Member of the Connecticut Senate from the 5th district
- In office 1983–1987
- Preceded by: Clifton A. Leonhardt
- Succeeded by: Kevin Sullivan

Mayor of West Hartford, Connecticut
- In office 1975–1981
- Preceded by: Catherine Reynolds
- Succeeded by: Charles Matties

Personal details
- Born: Anne Paul July 21, 1926 Philadelphia, Pennsylvania, U.S
- Died: May 22, 2023 (aged 96) Southington, Connecticut, U.S
- Party: Republican
- Spouse: Ronald M. Streeter ​ ​(m. 1949; died 2004)​
- Children: 5
- Education: Smith College (B.A.)

= Anne Streeter =

American politician (1926–2023)

Anne Streeter ( Paul; July 21, 1926 – May 22, 2023) was an American politician from Connecticut. From 1975 to 1981, she served as mayor of West Hartford, Connecticut, and from 1983 to 1987, she served in the Connecticut State Senate, where she represented the 5th district as a Republican.

==Personal life and education==
Streeter was born Anne Paul on July 21, 1926, in Philadelphia, Pennsylvania. She graduated from Smith College in 1948 with a bachelor's degree in history and government. In 1949, she married Ronald M. Streeter, and together they had five children. The two were married until Ronald died in 2004.

Streeter died on May 22, 2023, in Southington, Connecticut. She was 96.

==Political career==
From 1973 to 1975, Streeter served on the town council of West Hartford, Connecticut.

In 1975, Streeter was elected mayor of West Hartford.
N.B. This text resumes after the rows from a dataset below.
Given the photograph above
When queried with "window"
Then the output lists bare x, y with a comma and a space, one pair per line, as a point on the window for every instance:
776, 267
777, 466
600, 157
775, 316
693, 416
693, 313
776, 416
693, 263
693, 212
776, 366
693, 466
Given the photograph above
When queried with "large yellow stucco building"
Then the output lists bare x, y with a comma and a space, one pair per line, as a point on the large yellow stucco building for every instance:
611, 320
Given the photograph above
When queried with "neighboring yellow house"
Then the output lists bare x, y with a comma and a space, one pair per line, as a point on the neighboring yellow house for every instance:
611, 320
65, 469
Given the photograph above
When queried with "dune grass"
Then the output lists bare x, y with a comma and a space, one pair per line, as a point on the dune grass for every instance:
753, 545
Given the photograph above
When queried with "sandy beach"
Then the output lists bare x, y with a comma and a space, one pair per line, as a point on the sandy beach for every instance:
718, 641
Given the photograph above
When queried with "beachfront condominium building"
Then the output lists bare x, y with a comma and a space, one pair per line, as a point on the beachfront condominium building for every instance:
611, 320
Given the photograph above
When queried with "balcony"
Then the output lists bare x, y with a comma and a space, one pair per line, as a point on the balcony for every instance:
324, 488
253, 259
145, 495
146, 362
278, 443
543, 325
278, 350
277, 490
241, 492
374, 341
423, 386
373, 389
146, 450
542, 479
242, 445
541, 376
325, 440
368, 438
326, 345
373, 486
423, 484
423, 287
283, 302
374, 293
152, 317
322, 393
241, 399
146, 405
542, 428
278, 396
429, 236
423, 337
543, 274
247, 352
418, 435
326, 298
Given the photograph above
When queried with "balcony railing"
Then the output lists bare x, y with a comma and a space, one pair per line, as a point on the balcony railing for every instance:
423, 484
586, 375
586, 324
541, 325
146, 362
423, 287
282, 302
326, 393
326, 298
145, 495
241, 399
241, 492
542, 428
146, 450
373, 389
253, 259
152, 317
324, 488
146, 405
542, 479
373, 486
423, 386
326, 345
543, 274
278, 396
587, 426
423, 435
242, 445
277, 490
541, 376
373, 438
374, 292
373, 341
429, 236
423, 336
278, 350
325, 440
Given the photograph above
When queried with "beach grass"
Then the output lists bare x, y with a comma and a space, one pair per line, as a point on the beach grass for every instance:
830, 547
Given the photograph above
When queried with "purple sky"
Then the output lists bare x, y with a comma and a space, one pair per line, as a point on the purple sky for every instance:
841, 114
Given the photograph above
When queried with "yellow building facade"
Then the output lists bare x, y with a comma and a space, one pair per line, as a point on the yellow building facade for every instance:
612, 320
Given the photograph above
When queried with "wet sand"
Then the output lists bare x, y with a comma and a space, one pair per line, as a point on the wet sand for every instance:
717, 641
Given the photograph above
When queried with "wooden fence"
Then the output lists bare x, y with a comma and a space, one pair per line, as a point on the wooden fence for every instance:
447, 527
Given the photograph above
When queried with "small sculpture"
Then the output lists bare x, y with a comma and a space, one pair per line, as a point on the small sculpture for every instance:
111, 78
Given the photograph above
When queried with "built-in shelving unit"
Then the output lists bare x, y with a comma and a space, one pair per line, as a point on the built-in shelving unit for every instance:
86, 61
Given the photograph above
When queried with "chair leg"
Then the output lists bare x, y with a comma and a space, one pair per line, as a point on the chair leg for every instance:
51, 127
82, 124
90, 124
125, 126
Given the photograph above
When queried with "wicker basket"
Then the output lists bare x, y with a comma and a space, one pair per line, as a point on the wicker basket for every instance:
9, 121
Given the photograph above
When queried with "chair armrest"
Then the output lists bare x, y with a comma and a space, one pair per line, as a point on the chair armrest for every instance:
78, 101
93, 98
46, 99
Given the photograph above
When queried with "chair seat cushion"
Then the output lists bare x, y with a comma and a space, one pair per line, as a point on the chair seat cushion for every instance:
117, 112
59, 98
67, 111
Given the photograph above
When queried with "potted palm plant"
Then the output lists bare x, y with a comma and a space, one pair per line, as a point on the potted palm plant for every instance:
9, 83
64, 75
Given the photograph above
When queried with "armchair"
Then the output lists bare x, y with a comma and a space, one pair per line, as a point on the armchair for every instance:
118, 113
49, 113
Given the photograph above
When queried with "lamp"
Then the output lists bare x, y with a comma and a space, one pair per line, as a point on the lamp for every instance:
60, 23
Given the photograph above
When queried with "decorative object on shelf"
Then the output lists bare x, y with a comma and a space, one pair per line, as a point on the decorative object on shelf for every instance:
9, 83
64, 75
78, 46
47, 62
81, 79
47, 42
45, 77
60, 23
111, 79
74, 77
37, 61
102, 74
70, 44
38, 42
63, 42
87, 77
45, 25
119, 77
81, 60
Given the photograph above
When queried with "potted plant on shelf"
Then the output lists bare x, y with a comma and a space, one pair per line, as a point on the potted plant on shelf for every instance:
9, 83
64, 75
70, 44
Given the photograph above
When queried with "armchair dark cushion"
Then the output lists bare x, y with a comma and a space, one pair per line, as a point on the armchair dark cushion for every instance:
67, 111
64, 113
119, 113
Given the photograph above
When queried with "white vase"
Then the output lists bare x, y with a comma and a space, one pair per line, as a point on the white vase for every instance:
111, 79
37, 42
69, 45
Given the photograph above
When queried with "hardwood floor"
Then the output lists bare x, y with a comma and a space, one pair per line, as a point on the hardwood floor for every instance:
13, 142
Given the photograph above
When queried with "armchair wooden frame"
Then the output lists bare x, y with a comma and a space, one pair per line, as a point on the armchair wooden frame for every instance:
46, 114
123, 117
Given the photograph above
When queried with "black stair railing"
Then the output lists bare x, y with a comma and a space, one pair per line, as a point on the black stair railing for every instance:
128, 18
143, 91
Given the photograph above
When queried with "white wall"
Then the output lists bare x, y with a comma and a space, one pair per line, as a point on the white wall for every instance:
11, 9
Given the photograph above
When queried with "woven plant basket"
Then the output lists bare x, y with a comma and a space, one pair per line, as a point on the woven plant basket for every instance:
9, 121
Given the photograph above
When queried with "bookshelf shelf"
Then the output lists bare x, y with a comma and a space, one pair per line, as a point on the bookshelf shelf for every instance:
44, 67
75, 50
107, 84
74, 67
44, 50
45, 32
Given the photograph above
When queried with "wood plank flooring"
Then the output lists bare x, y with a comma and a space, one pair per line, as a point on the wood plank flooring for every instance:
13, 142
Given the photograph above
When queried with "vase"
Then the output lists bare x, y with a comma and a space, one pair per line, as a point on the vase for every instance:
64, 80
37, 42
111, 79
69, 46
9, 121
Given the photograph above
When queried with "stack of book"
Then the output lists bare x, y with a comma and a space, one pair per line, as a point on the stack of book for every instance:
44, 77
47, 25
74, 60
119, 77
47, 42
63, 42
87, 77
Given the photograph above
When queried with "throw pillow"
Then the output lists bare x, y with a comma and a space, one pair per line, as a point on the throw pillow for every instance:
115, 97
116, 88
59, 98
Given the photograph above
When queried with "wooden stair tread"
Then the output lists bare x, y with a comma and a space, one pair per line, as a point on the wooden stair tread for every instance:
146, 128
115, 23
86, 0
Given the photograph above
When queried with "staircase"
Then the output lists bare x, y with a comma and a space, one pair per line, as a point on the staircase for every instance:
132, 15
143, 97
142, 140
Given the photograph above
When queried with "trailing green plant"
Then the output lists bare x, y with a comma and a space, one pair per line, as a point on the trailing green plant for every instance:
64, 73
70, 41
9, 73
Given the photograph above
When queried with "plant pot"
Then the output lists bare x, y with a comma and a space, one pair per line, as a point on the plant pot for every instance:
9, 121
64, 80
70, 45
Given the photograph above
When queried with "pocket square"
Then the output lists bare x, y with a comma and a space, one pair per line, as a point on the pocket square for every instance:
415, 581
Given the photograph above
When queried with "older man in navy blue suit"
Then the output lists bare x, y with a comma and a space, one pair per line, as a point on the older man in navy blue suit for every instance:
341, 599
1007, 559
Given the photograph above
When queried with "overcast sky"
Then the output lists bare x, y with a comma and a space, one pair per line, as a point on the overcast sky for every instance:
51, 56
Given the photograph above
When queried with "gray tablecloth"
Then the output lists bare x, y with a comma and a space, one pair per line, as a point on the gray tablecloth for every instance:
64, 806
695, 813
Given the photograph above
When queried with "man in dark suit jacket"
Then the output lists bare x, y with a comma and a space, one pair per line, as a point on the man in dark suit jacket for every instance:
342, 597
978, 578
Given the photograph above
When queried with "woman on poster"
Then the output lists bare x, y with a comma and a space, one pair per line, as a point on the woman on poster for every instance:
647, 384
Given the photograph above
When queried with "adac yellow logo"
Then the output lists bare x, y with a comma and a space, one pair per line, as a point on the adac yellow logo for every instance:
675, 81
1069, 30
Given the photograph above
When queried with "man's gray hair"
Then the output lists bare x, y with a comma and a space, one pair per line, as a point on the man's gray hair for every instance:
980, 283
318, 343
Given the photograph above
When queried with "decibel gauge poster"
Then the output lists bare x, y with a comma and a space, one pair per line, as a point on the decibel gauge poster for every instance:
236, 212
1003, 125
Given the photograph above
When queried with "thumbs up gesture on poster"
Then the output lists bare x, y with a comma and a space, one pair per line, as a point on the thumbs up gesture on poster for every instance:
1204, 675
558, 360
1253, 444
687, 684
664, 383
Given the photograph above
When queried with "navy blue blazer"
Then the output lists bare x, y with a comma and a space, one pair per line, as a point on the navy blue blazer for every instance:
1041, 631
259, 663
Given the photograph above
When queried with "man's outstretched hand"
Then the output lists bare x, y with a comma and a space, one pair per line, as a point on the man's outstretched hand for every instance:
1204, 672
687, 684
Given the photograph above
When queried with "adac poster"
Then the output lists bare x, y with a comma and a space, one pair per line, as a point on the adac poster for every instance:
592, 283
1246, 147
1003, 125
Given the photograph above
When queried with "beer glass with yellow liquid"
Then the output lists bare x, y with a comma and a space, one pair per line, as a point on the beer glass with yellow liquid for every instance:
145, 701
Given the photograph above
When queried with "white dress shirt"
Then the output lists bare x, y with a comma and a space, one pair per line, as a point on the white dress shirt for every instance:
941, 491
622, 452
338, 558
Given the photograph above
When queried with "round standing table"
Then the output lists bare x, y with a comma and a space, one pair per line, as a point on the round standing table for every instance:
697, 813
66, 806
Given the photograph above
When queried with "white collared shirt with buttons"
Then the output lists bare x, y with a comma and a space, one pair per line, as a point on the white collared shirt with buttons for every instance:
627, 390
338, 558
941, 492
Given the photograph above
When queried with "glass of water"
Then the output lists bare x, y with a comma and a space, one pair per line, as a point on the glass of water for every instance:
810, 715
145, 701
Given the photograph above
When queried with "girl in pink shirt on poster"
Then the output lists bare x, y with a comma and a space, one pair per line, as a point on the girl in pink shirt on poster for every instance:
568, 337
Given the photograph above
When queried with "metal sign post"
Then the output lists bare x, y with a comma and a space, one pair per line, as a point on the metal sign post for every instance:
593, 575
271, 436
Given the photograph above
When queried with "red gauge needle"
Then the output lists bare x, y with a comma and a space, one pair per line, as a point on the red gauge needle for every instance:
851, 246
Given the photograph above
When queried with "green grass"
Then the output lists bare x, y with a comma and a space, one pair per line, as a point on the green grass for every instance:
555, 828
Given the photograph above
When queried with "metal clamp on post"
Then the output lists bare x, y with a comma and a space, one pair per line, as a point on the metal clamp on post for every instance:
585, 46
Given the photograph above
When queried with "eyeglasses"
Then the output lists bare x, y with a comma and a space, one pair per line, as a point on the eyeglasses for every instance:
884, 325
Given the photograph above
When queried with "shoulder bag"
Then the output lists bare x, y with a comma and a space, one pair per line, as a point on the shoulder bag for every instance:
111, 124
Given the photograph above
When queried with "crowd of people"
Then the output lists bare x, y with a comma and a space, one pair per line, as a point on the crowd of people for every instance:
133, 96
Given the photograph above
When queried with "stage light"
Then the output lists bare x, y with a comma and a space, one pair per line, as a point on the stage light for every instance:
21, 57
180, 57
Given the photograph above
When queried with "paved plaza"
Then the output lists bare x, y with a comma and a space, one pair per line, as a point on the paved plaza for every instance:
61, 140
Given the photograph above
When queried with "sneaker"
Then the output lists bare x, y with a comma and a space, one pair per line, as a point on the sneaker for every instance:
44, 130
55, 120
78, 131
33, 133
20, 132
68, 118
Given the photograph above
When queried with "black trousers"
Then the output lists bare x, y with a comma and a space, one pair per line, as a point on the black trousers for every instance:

She was the second woman to hold the position, having directly succeeded the first, Catherine Reynolds. Streeter left office in 1981 and was succeeded by Charles Matties.

Streeter was first elected to the Connecticut State Senate in 1982, and she served for two terms representing the 5th district as a Republican. She did not run for reelection in 1986 and was succeeded by Democratic candidate Kevin Sullivan, a fellow former mayor of West Hartford.